Alexion has been restructuring, with layoffs and a planned move of its headquarters from New Haven, Conn. to Boston. An internal investigation uncovered improper sales practices, but Ms. Starke said she viewed the company’s troubles as transitory. “They have a growing drug pipeline,” she said, “and the bad news didn’t affect the longer-term fundamentals.”
The distinctive nature of biotechnology companies’ product pipelines is a draw for Ms. Starke. “The companies are typically not competing against each other — they can all be addressing different diseases,” she said. The health care sector, which includes biotechnology, recently accounted for about a third of her fund’s assets — about twice as much as her average Morningstar peer.
Ms. Starke’s fund, which has a retail expense ratio of 1.15 percent, returned 8.1 percent for the third quarter, compared with the 4.48 percent returned by the Standard & Poor’s 500.
The managers of the Akre Focus Fund share Ms. Starke’s highly focused approach to investing, but take it even further. Their fund lately held only 23 stocks.
John H. Neff, one of the three portfolio managers, said that he and his two colleagues, Charles T. Akre Jr. and Thomas Saberhagen, liken their investment process to a three-legged stool. They seek businesses with strong competitive advantages, skilled and honest management and promising opportunities for reinvestment.
“Our job is to be as discriminating as we can in identifying these three-legged stool businesses and to be discriminating in what we pay for them,” Mr. Neff said. If stocks do not meet those criteria, the fund will sometimes let cash build up. “If we’re not seeing opportunities that meet that hurdle, it sits.”

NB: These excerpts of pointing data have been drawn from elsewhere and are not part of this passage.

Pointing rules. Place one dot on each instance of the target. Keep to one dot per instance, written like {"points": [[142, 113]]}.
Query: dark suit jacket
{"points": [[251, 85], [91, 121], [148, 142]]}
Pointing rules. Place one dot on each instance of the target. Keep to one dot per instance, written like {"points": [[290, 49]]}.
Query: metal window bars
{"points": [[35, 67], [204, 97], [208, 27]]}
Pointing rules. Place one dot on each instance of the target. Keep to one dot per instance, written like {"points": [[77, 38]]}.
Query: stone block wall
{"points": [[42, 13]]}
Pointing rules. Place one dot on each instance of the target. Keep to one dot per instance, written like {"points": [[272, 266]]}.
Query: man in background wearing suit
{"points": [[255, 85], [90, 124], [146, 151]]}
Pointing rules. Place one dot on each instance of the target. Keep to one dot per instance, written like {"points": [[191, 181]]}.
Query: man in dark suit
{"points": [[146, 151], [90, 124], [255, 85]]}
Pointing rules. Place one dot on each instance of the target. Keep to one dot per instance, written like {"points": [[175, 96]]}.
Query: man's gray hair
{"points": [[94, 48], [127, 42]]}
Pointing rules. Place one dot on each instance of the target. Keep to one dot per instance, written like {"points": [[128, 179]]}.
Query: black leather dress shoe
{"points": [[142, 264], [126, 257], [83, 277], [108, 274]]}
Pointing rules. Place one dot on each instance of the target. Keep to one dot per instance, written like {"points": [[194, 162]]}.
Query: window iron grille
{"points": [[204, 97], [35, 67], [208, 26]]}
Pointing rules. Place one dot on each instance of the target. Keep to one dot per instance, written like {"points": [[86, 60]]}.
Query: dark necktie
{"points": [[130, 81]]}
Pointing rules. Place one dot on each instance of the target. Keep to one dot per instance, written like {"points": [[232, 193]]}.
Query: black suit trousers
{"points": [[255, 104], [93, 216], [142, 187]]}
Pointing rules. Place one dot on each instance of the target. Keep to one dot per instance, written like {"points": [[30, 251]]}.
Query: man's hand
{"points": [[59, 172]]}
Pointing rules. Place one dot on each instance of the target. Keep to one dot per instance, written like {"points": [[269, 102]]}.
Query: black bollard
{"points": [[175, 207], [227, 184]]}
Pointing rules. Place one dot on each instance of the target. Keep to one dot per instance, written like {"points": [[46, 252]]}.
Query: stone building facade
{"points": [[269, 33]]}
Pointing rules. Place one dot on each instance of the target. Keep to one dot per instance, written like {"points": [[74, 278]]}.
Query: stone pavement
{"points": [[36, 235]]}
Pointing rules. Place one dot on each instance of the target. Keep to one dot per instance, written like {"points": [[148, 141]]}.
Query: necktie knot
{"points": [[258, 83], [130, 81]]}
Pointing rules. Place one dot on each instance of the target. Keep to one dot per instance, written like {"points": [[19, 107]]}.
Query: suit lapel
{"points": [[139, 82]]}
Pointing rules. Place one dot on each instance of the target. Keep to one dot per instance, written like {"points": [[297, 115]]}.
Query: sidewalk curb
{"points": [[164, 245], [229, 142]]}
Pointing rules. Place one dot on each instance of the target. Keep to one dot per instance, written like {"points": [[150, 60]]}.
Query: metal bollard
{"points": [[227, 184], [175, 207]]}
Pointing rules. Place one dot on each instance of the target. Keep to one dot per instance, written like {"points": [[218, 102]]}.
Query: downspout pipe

A theme in the portfolio is what Mr. Neff called “bottleneck” or “toll-bridge” businesses: outfits that operate at a choke point in the economy and profit from their position.
Consider Mastercard, a top recent holding. The volume of electronic transactions, which Mastercard processes, continues to grow, but cash and checks still prevail worldwide, Mr. Neff said. That represents a hefty opportunity for handlers of electronic payments. “Whatever you buy and wherever you buy it in the world, we own a business that has improving odds of being involved,” he said.
Mr. Neff said that another of the fund’s top holdings, Moody’s, the credit-rating agency, likewise stood athwart a toll bridge: Its ratings are critical in the issuance of bonds and other debt securities. The biggest raters — Standard & Poor’s is the other — came under fire after the financial crisis because some of the subprime mortgage bonds they classified as investment-worthy ended up collapsing, and some policy makers have called for greater competition in the industry. So far, though, Moody’s and Standard & Poor’s continue to dominate, and Mr. Neff said that he and his colleagues do not foresee that changing soon.
The Akre fund, which has a retail expense ratio of 1.34 percent, returned 9.99 percent in the third quarter.
Stephen M. DuFour, manager of Fidelity Focused Stock Fund, also restricts his fund’s total holdings. Officially, the fund can own as many as 80 stocks, but Mr. DuFour said he aimed for half that number. “With 40, you have enough names to diversify,” he said, “but you also get bang for your buck.”
Mr. DuFour has latelyheard that bang coming fromtechnology stocks, which accounted for 40 percent of the fund at September’s end. In picking stocks, he said, he does not heed sector classifications. “I’m sector agnostic,” he said. “My overweights change based on where I find good investments, and I see great stuff in tech now.”
He added he did not see his technology investments as bets solely on computers and the web. PayPal, for example, was a top recent holding, and the company is an innovator in the technology for handling online payments. “But they also do loans and credit cards,” he said.
The growth in electronic payments is one of the three themes that unify the fund, he said. The others are the internet, especially the emergence of artificial intelligence, and exchanged-traded funds.
Mr. DuFour said that working for Fidelity, one of the country’s largest asset managers, had given him insight into the upsurge in E.T.F. investment. Fidelity, like its industry counterparts, has had money flow out of its actively managed funds and into its passively managed ones, including E.T.F.s, he said. (An E.T.F., like a traditional index mutual fund, often tracks an index.)
“As I look for ways to play that, it turns out that people who own the indexes are in a very advantageous position,” he said. “So, in my top 10, one of the names that shows up is Standard & Poor’s,” which is also a leading creator of indexes. Every E.T.F. built around, say, the S.&P. 500 must pay Standard & Poor’s for theright to use the index.
Mr. DuFour’s fund, which has a retail expense ratio of 0.62 percent, returned 7.75 percent in the third quarter. Mr. DuFour has managed the fund since 2007. Over that time, it has returned an annualized average of 8.41 percent.